Quand le comte de Flandre fut informé de celle affaire et que ces Anglois ne venroient point à leur journée, si en fut durement courroucé, et vit bien selon l’apparent que on l’avoit informé de vérité. Si envoya tantôt ses sergens à Bruges, et fit saisir tout ce que on put trouver de ces Anglois qui défuis s’étoient, et vendre tous leurs héritages. Et furent bannis de Flandre à cent ans et un jour Jean Sappleman de Londres et ses compagnons ; et ceux qui furent pris furent mis en la Pierre en prison ; dont il y en ot aucuns qui y moururent, et aucuns qui se rançonnèrent de tout ce que ils avoient de finance.

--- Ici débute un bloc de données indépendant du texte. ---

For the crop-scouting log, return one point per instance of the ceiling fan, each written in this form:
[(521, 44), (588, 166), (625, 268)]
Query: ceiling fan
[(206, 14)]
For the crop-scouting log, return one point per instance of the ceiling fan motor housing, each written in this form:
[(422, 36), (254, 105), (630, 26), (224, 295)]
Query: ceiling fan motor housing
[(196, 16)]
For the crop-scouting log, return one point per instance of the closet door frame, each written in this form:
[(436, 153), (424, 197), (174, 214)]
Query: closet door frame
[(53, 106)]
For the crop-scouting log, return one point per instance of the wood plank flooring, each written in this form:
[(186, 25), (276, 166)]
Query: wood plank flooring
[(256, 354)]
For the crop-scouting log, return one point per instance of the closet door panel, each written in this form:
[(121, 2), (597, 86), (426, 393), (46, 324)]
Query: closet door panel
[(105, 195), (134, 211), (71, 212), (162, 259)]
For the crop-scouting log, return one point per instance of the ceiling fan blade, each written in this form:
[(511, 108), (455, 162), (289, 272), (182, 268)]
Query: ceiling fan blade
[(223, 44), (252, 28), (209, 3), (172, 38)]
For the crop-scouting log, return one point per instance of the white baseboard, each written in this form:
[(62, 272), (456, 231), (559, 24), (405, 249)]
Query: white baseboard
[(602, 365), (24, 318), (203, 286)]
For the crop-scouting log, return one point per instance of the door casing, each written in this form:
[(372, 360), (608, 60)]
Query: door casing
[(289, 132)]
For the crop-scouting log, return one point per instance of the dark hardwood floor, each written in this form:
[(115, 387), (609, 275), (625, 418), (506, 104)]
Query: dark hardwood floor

On dit en un commun proverbe, et voir est, que oncques envie ne mourut. Je le ramentois pourtant que par nature Anglois sont trop envieux sur le bien d’autrui et ont toujours été. Sachez que le roi d’Angleterre et ses oncles et les nobles d’Angleterre étoient durement courroucés du bien et de l’honneur qui étoit advenu au roi de France et aux nobles de France, à la bataille de Rosebecque ; et disoient en Angleterre les chevaliers quand ils en parloient ensemble : « Ha, Sainte Marie ! que ces François font maintenant de fumée pour un mont de vilains qu’ils ont rués jus. Plût à Dieu que ce Philippe d’Artevelle eût eu des nôtres deux mille lances et six mille archers ! il n’en fût jà pied échappé de ces François que tous ne fussent ou morts ou pris ; et par Dieu celle gloire ne leur demeurera mie longuement. Or avons-nous bel avantage de entrer en Flandre ; car le pays a été conquis du roi de France ; et nous le conquerrons pour le roi d’Angleterre. Encore montre bien à présent le comte de Flandre que il est grandement subgiet au roi de France et que il lui veut complaire de tous points, quand tous marchands anglois demeurans à Bruges et qui y ont demeuré passé a trente ans, tels y sont, il a bannis et enchâssés de Bruges et de Flandre. On a vu le temps que il ne l’eût pas fait pour nul avoir ; mais maintenant il n’en oseroit autre chose faire, pour la doutance des François. »

Ainsi et autres paroles langageoient les Anglois parmi Angleterre, et disoient que les choses ne demeureroient mie en ce point. On peut bien et doit supposer que c’étoit par envie.